The holes appear to be original. As they do not peirce the back, they are highly unlikely to have been used for some form of suspension. It would appear that they may have been fixings for a now missing piece of applied decoration; either damaged by plunders or even seperated from the Stele itself by the excavators. This was, sadly, not an uncommon practice in the 19th century. Disassociated fragments of decoration appear in many old collections of Egyptian antiquities.

The tops of stelae from the Ptolemaic period (505-30 BCE) were frequently decorated with wooden figures of the Ba in the form of a human-headed bird. The iconography of this later period is often an over-elaboration of earlier forms.

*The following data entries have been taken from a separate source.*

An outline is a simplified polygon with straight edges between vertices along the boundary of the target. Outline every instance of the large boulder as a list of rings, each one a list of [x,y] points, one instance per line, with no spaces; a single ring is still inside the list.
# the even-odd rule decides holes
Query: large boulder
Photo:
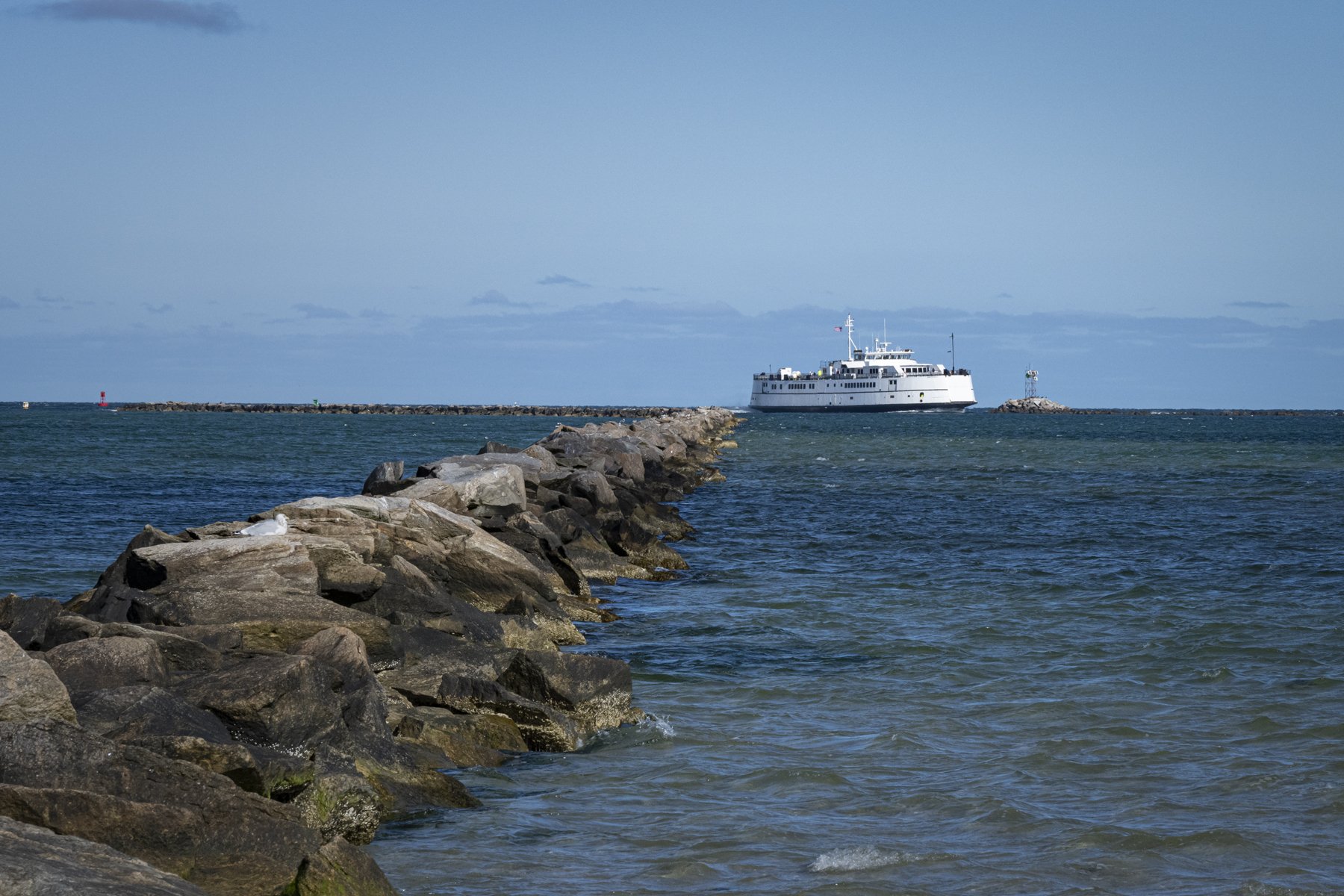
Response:
[[[5,896],[206,896],[159,870],[82,837],[56,834],[0,815],[0,893]]]
[[[43,657],[77,697],[102,688],[168,684],[168,664],[148,638],[85,638],[52,647]]]
[[[0,631],[0,721],[31,719],[77,721],[70,693],[51,666]]]
[[[305,866],[324,861],[321,834],[292,806],[55,720],[0,723],[0,814],[105,844],[211,893],[294,892]],[[371,885],[331,892],[392,892],[380,875]]]
[[[235,740],[301,755],[344,727],[339,682],[335,670],[312,657],[263,656],[172,689],[219,717]]]
[[[362,494],[391,494],[402,488],[402,473],[406,463],[402,461],[383,461],[374,467],[374,472],[364,480]]]
[[[47,627],[60,615],[59,600],[51,598],[0,598],[0,631],[7,631],[24,650],[38,650],[47,639]]]
[[[505,454],[508,462],[481,461],[484,455],[450,457],[421,466],[417,477],[433,477],[453,486],[469,513],[508,516],[527,505],[526,454]],[[538,465],[539,466],[539,465]]]

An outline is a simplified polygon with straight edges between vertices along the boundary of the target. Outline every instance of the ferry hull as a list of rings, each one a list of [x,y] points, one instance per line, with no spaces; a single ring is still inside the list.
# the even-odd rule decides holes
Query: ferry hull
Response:
[[[749,404],[753,411],[766,414],[918,414],[921,411],[965,411],[974,402],[926,402],[923,404]]]

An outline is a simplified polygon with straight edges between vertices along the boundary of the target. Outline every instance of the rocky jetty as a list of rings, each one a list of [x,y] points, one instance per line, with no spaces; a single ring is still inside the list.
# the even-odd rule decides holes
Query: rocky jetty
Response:
[[[991,414],[1071,414],[1074,408],[1052,402],[1043,395],[1008,399]]]
[[[683,407],[607,407],[603,404],[267,404],[235,402],[133,402],[118,411],[208,411],[215,414],[402,414],[485,416],[620,416],[659,418]]]
[[[363,494],[145,527],[69,603],[0,599],[0,892],[392,893],[359,845],[474,805],[439,770],[642,717],[624,662],[560,647],[613,618],[591,582],[685,567],[671,502],[734,424],[391,461]]]

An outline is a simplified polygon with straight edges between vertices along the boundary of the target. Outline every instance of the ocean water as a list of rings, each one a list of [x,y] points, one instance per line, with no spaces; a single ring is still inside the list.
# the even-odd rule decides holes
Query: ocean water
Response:
[[[0,592],[527,418],[0,406]],[[587,626],[650,719],[457,774],[427,893],[1344,892],[1344,419],[750,415],[676,582]]]

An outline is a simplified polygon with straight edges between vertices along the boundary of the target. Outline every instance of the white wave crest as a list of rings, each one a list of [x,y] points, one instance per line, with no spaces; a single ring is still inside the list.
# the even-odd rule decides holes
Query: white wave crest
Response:
[[[676,728],[672,727],[672,723],[667,719],[655,716],[652,712],[644,713],[644,717],[640,719],[638,727],[656,731],[660,736],[667,737],[668,740],[676,737]]]
[[[812,860],[808,870],[863,870],[884,865],[905,865],[911,861],[918,861],[918,856],[888,852],[876,846],[845,846],[844,849],[832,849],[829,853],[821,853]]]

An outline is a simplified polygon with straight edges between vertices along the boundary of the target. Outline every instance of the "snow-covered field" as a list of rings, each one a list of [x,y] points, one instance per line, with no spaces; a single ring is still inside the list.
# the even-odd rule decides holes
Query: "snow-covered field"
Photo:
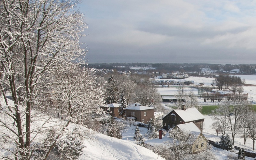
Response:
[[[133,129],[135,127],[132,126],[131,129],[131,132],[133,131],[133,134],[135,130]],[[128,137],[130,139],[130,136],[125,135],[124,134],[123,136],[123,140],[126,140]],[[84,141],[83,144],[86,147],[83,149],[83,153],[78,159],[164,159],[150,150],[123,140],[100,133],[92,133]]]
[[[233,76],[233,75],[230,75]],[[245,80],[245,83],[253,85],[256,85],[256,75],[234,75],[241,78],[241,80],[244,78]],[[158,79],[157,80],[168,80],[171,79]],[[211,86],[211,84],[214,80],[214,78],[202,77],[201,77],[190,76],[186,78],[186,80],[191,80],[193,81],[195,85],[199,85],[199,83],[202,83],[204,84],[205,86]],[[165,86],[166,87],[158,88],[157,89],[159,94],[161,95],[174,95],[177,91],[177,89],[174,87],[177,87],[178,86],[170,86],[170,87],[168,88],[168,85]],[[185,87],[187,87],[185,86]],[[248,99],[250,99],[254,102],[256,102],[256,86],[243,86],[244,91],[243,93],[248,94]],[[189,91],[189,87],[186,87],[186,89]],[[193,88],[193,93],[195,95],[198,95],[198,91],[195,88]],[[230,93],[231,92],[230,92]]]
[[[211,128],[211,125],[214,122],[214,120],[213,120],[211,117],[206,116],[204,122],[203,126],[203,134],[208,139],[210,140],[215,141],[220,141],[219,136],[220,134],[218,134],[217,136],[217,134],[215,133],[214,130]],[[136,127],[134,126],[132,126],[130,127],[127,129],[125,129],[123,131],[122,133],[123,140],[129,141],[130,142],[136,144],[136,142],[134,140],[132,139],[132,137],[134,135],[135,132],[135,128]],[[146,128],[139,127],[140,133],[144,136],[146,140],[148,140],[148,138],[145,136],[145,134],[147,133],[148,129]],[[228,132],[227,132],[228,134],[229,133]],[[231,135],[229,134],[230,136],[231,137]],[[251,139],[247,139],[246,141],[246,145],[244,146],[243,145],[243,138],[242,138],[241,135],[238,135],[235,139],[235,145],[245,149],[252,149],[252,141]],[[124,147],[126,148],[126,147]],[[120,147],[120,149],[123,150],[122,148]],[[237,157],[238,156],[238,151],[234,150],[234,152],[229,152],[226,150],[223,150],[216,147],[213,147],[212,151],[215,154],[216,157],[218,160],[226,160],[228,159],[228,156],[229,154],[231,155],[234,157]],[[115,158],[114,159],[115,159]],[[131,159],[135,159],[132,158]],[[254,159],[250,157],[246,157],[245,159],[252,160]]]

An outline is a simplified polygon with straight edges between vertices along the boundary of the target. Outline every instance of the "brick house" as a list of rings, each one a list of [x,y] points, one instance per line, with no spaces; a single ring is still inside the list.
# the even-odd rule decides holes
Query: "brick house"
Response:
[[[125,108],[127,119],[132,119],[135,121],[147,124],[154,118],[154,107],[145,106],[134,106]]]
[[[205,118],[196,108],[174,110],[162,118],[164,128],[168,130],[176,125],[193,122],[203,133],[203,122]]]
[[[172,149],[175,146],[173,143],[166,143],[166,142],[170,141],[172,141],[172,138],[170,137],[169,132],[171,132],[172,130],[178,130],[183,133],[191,133],[191,141],[188,141],[189,143],[188,144],[189,145],[188,146],[188,149],[189,149],[191,153],[194,153],[199,152],[207,148],[208,140],[201,133],[201,130],[193,122],[177,125],[174,128],[170,129],[163,138],[162,136],[159,136],[159,139],[146,141],[145,143],[153,147],[163,146]]]
[[[108,104],[107,105],[107,107],[104,107],[104,110],[107,111],[107,113],[110,115],[112,117],[120,118],[121,117],[119,115],[118,111],[119,108],[120,108],[119,104]]]

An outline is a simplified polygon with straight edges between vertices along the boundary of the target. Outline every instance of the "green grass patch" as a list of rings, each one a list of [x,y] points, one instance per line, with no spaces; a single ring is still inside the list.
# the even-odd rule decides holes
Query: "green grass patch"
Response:
[[[203,115],[208,115],[212,113],[212,110],[215,110],[220,105],[207,105],[202,106],[202,110],[201,113]]]

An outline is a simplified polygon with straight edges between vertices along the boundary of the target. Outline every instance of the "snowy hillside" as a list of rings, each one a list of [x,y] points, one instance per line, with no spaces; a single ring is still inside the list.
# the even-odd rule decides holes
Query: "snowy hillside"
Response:
[[[78,159],[164,160],[152,151],[127,141],[94,133],[85,139]]]

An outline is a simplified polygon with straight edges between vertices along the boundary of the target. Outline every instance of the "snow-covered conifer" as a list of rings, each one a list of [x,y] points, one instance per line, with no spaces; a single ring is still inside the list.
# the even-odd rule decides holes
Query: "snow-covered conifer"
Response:
[[[121,130],[122,129],[118,124],[112,118],[108,129],[108,135],[112,137],[122,139],[123,136],[121,133]]]
[[[243,148],[240,149],[238,152],[238,159],[245,159],[244,149]]]
[[[117,103],[118,96],[117,95],[118,94],[118,89],[113,75],[111,75],[108,79],[106,91],[106,103]]]
[[[223,146],[228,146],[228,149],[231,149],[233,148],[233,144],[232,143],[232,140],[230,139],[229,136],[226,134],[224,136],[221,135],[220,137],[220,139],[219,143],[220,145]]]
[[[126,99],[125,99],[125,98],[124,96],[124,92],[122,92],[119,103],[119,106],[120,107],[118,109],[119,115],[121,116],[122,117],[123,117],[126,113],[125,110],[124,109],[127,108],[127,105],[126,104]]]
[[[136,141],[139,141],[140,144],[143,144],[145,141],[145,139],[140,132],[140,129],[137,126],[135,129],[135,133],[132,139]]]
[[[159,134],[158,132],[159,129],[156,128],[156,120],[153,118],[150,122],[149,128],[147,132],[149,138],[155,138],[159,136]]]

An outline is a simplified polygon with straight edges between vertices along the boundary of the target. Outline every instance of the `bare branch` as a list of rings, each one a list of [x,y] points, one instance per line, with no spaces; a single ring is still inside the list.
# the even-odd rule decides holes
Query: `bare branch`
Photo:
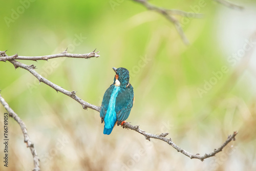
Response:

The National Museum of Archaeology in Madrid has a finely painted wooden stele from Thebes dedicated to a Lady Tayeskheret. The extraordinary feature of this stele is the tall pair of painted wooden feathers and solar disc attached to the top.

The stele of Tayeskheret is dated to the Third Intermediate Period (1069-525 BCE), a broad span of over 500 years but which does include Ankh-af-na-khonsu's day (c.700 BCE).
It is thought that the pair of plumes and solar disc indicate the presence of the 'Hidden One', Amun, the paramount Theban deity. Tall plumes were the primary symbols of Amun. However, they were also the distinguishing feature of the hawk-headed Montu, to whose priesthood Ankh-af-na-khonsu belonged.
This unique, recreation of the Stele of Revealing offers us an idea of what it may originally have looked like.